Article Extractor

RSS Guard ships a standalone helper named rssguard-article-extractor. It is used internally by the Fetch full articles feature and by the article-filtering function msg.fetchFullContents(...), but advanced users can also call it directly from scripts or other tools.

The extractor takes a web page, finds the main readable article content, and writes that cleaned-up article to standard output. It can either download the page from a URL or process HTML that you already have.

Where to Find It

The extractor is installed next to the main RSS Guard executable.

Typical names:

Windows: rssguard-article-extractor.exe
Linux/macOS: rssguard-article-extractor

Basic Usage

rssguard-article-extractor [options] <url>

The URL is required. If you do not pass HTML through standard input, the extractor downloads this URL. If you do pass HTML through standard input, the URL is still used as the article’s base address.

Options

Option	Description
`-t`	Output plain text instead of HTML.
`-b`	Embed remote images as `data:` URLs in the HTML output.

Without -t, the extractor writes extracted HTML.

Optional JSON Input

You can pass extra settings as JSON through standard input. If you do not pass JSON, the extractor uses its defaults.

{
  "headers": {
    "User-Agent": "Custom user agent",
    "Accept-Language": "en-US"
  },
  "html": "<!doctype html><html>...</html>",
  "proxy": {
    "type": "http",
    "address": "127.0.0.1:8080",
    "username": "optional-user",
    "password": "optional-password"
  }
}

All fields are optional.

`headers`

Use headers when a site needs a specific user agent, language, cookie, authorization header, or another HTTP header.

If User-Agent is not provided, RSS Guard’s extractor uses its built-in default browser-like user agent.

`html`

Use html when you already have the page contents. When html is non-empty, the extractor does not download the URL. It cleans up the supplied HTML instead.

This is useful when you already have article HTML, for example from an RSS item, a browser cache, or an article filter.

`proxy`

Use proxy when page downloads or image downloads should go through a proxy.

Supported proxy types:

http
socks5

address must contain host and port, for example 127.0.0.1:8080.

Examples

Extract HTML From a URL

rssguard-article-extractor "https://example.com/article"

Extract Plain Text

rssguard-article-extractor -t "https://example.com/article"

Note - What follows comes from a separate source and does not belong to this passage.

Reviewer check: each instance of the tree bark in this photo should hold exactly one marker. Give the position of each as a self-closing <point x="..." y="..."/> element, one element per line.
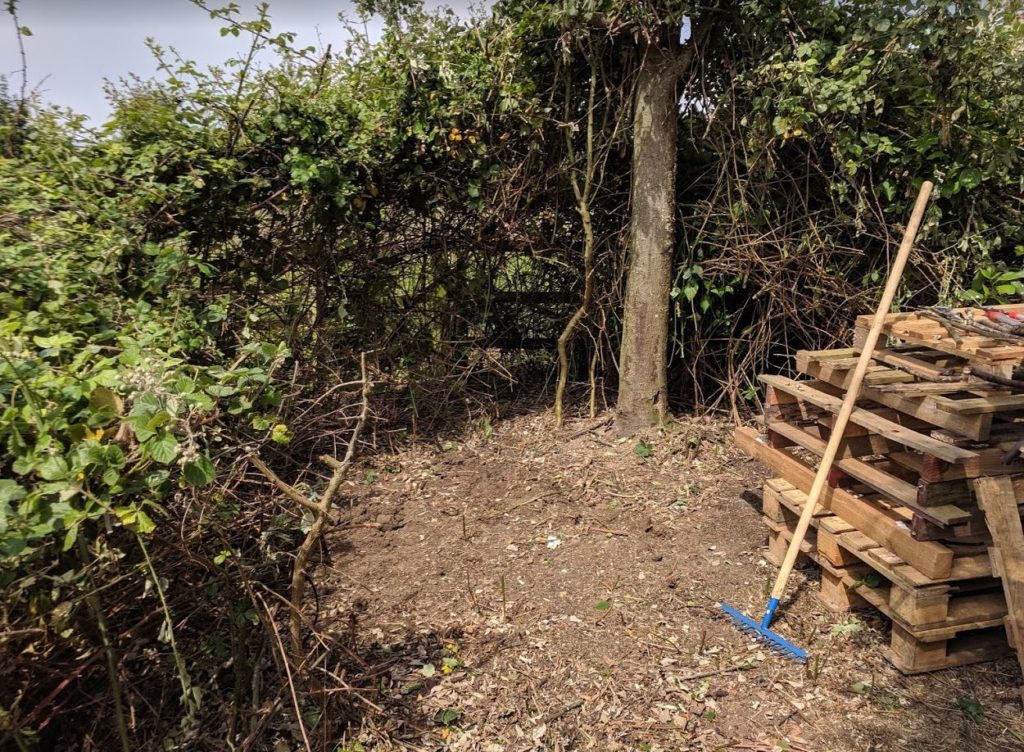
<point x="643" y="358"/>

Extract HTML and Embed Images

rssguard-article-extractor -b "https://example.com/article"

Pass Custom Headers

printf '{"headers":{"User-Agent":"RSS Guard script","Accept-Language":"en-US"}}' \
  | rssguard-article-extractor "https://example.com/article"

PowerShell:

'{"headers":{"User-Agent":"RSS Guard script","Accept-Language":"en-US"}}' |
  rssguard-article-extractor "https://example.com/article"

Use Existing HTML Instead of Downloading the URL

printf '{"html":"<!doctype html><html><body><article><h1>Hello</h1><p>Body.</p></article></body></html>"}' \
  | rssguard-article-extractor "https://example.com/article"

PowerShell:

'{"html":"<!doctype html><html><body><article><h1>Hello</h1><p>Body.</p></article></body></html>"}' |
  rssguard-article-extractor "https://example.com/article"

Use an HTTP Proxy

printf '{"proxy":{"type":"http","address":"127.0.0.1:8080"}}' \
  | rssguard-article-extractor "https://example.com/article"

Use a SOCKS5 Proxy With Authentication

printf '{"proxy":{"type":"socks5","address":"127.0.0.1:1080","username":"user","password":"pass"}}' \
  | rssguard-article-extractor "https://example.com/article"

Errors

If extraction succeeds, the cleaned article is written to standard output.

If extraction fails, an error is written to standard error. Common causes are an invalid URL, a network failure, an invalid proxy, or a page that cannot be parsed.

When -b is used, individual image download failures are not fatal. If an image cannot be downloaded, its original src value is left unchanged.

Calling From Article Filters

Article filters can call the extractor directly with fs.runExecutableGetOutput(...). This can be useful when you want readability cleanup for HTML that is already present in msg.contents.

function filterMessage() {
  if (!msg.url || !msg.contents) {
    return Msg.Accept;
  }

  const extractor =
    "C:\\Path\\To\\rssguard-article-extractor.exe";

  const config = JSON.stringify({
    html: msg.contents
  });

  const extracted = fs.runExecutableGetOutput(
    extractor,
    [msg.url],
    config
  );

  if (extracted && extracted.trim()) {
    msg.contents = extracted.trim();
  }

  return Msg.Accept;
}

For plain-text output, pass -t before the URL:

const extracted = fs.runExecutableGetOutput(
  extractor,
  ["-t", msg.url],
  config
);

For most ordinary filters, prefer msg.fetchFullContents(...) because it uses RSS Guard’s configured extractor path and feed settings automatically. Call the extractor manually when you need direct control over arguments or want to pass a custom html string.